Two-plus decades later, he steps aside after helping turn the program into one of the state’s best.

Duncan won’t return for his 25th season as Pisgah head softball coach, stepping away from the program to have more opportunities to watch his daughter Hannah, who plays college softball at Wallace State and eventually UNA, and his son Cape, a freshmen four-sport athlete at Pisgah.

The move “really just gives me more time to spend watching my kids play,” he said. “I really wanted to be able to see them play. Hannah’s playing in college and Cape’s playing baseball and on the fishing team (during the high school softball season). It was going to be hard to coach and still be able to see them play.”

Duncan, who retired from the Alabama Education System this past summer and now teaches math at Dade County High School in Trenton, Georgia, decided in June that the 2022 season would be his last as the Eagles head coach. The move wasn’t made official until last week’s Jackson County Board of Education meeting in which Pisgah assistant Lowell Barron II was officially hired as the Eagles’ new head coach.

“Lowell is going to do a great job,” Duncan said. “I don’t know if I could have left it not knowing (the program) was going to be in good hands. I think the program will go on being as it’s always been.”

Duncan put together a hall-of-fame career with the Eagles, leading the program to an AHSAA record 10 state softball championships. Pisgah played in the championship finals 16 times during his tenure, won numerous sectional and area titles and won the Jackson County Fastpitch Softball Tournament 14 of the 15 seasons it has been played. 

Duncan’s career coaching record is 993-295-3 and would most likely would have eclipsed the 1,000-win mark had the 2020 season not been canceled less than one month after it started because of the COVID-19 pandemic.

During Duncan’s tenure, Pisgah became one of the most recognizable names in high school softball in Alabama. The Eagles’ schedule annually included matchups with the state’s top teams from all classifications. Pisgah won a state record five straight state championships from 2001-2005 before winning state titles in 2008, 2011, 2013, 2017 and 2019. 

“We wanted to be known more than just being a good (Class) 2A or 3A team,” Duncan said. “We wanted to be one of the best in the state regardless of the classifications. We played and competed with the 5As, the 6As, the 7As.

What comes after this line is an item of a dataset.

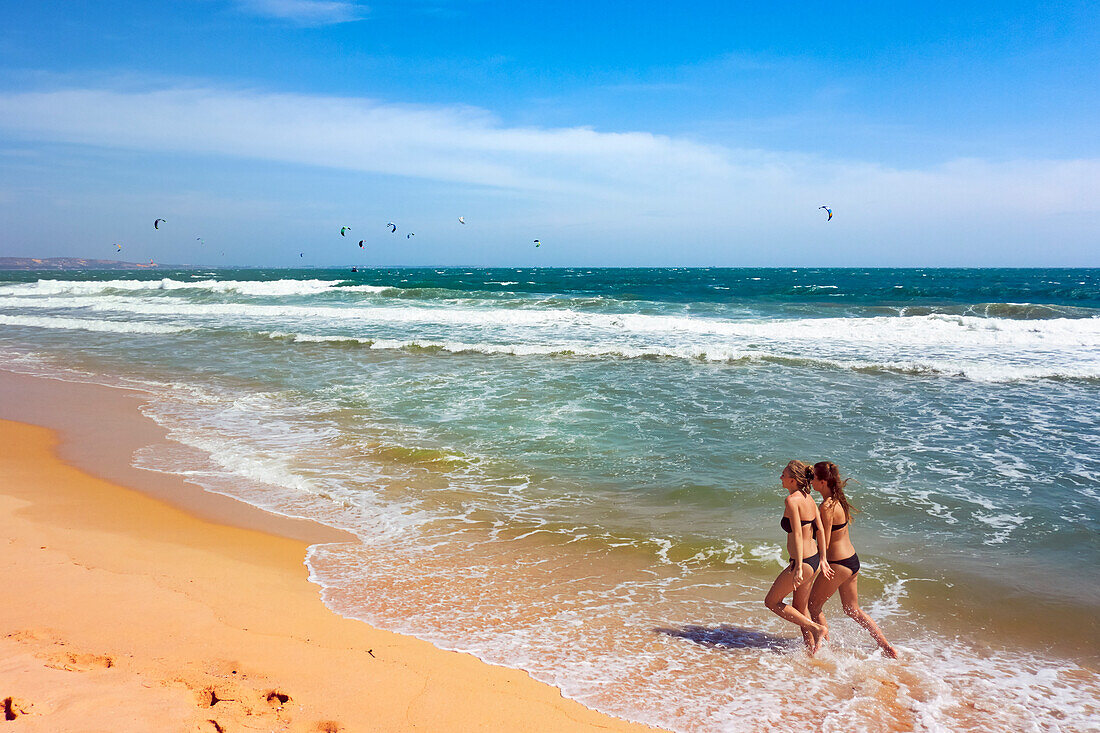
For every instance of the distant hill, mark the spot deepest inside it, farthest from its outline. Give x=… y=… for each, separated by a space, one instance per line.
x=77 y=263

Our schedule made us successful. We played anybody and everybody. That made it fun.”

The Eagles turned out more than 60 players that went on to play in the college ranks and several of its team managers throughout the years went on to be managers for college teams.

As for coaching in the future, Duncan didn’t rule out a return to coaching after his children’s playing days are over. “Hannah is going into education and coaching,” he said, “so I may be helping her in a few years.”

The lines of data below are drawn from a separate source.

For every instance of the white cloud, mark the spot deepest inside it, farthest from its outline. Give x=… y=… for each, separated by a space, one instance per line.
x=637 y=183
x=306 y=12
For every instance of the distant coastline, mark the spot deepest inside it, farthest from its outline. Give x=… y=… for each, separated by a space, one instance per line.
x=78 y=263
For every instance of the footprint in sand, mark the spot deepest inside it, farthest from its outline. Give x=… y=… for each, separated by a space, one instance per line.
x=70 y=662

Duncan called his success at Pisgah “a family effort,” thanking wife LaShonna for “being 110 percent in on Pisgah softball every year.” Meanwhile, Hannah Duncan grew up in the Pisgah dugout, a fixture around the program from the time she was a toddler and "coaching her was really special,” Duncan said.

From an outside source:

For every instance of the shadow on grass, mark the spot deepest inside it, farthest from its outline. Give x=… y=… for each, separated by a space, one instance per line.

Duncan also thanked all of the assistant coaches he worked with throughout his tenure, especially Lisa Shavers, who worked with the program for 18 seasons before retiring from coaching after the 2021 season.

He thanked the players and their parents for a “special” experience with the program.

“I’ve loved every bit of it,” he said. “This program became a part of my life, my family’s life. From Day 1 every year, our kids had a goal to get that Blue Map (state championship trophy) and most years we got there to play for it. The kids and their parents bought in. So many great players. I’ve enjoyed being around the players and the parents and developing those relationships. Got a lot of great memories.” 

Barron takes over at Pisgah — The Pisgah softball program did not have to look far to find the second head coach in program history.

Lowell Barron II, who has been an assistant with the program the past seven seasons, will take over as head coach.

“I’m excited about the opportunity,” Barron said. “I’m going to miss coaching with Billy because I really enjoyed it. I’ve been fortunate to have been around a lot of college and high-level travel ball coaches, and Billy is as good as there is. He sprinted to the finish. The program is in really good shape. We want to keep the tradition going.”

Barron has two daughters in the program, senior Claudia and freshman Campbell, while daughter Kennedy is a former multi-time all-state pitcher for the Eagles who now plays for Duke University.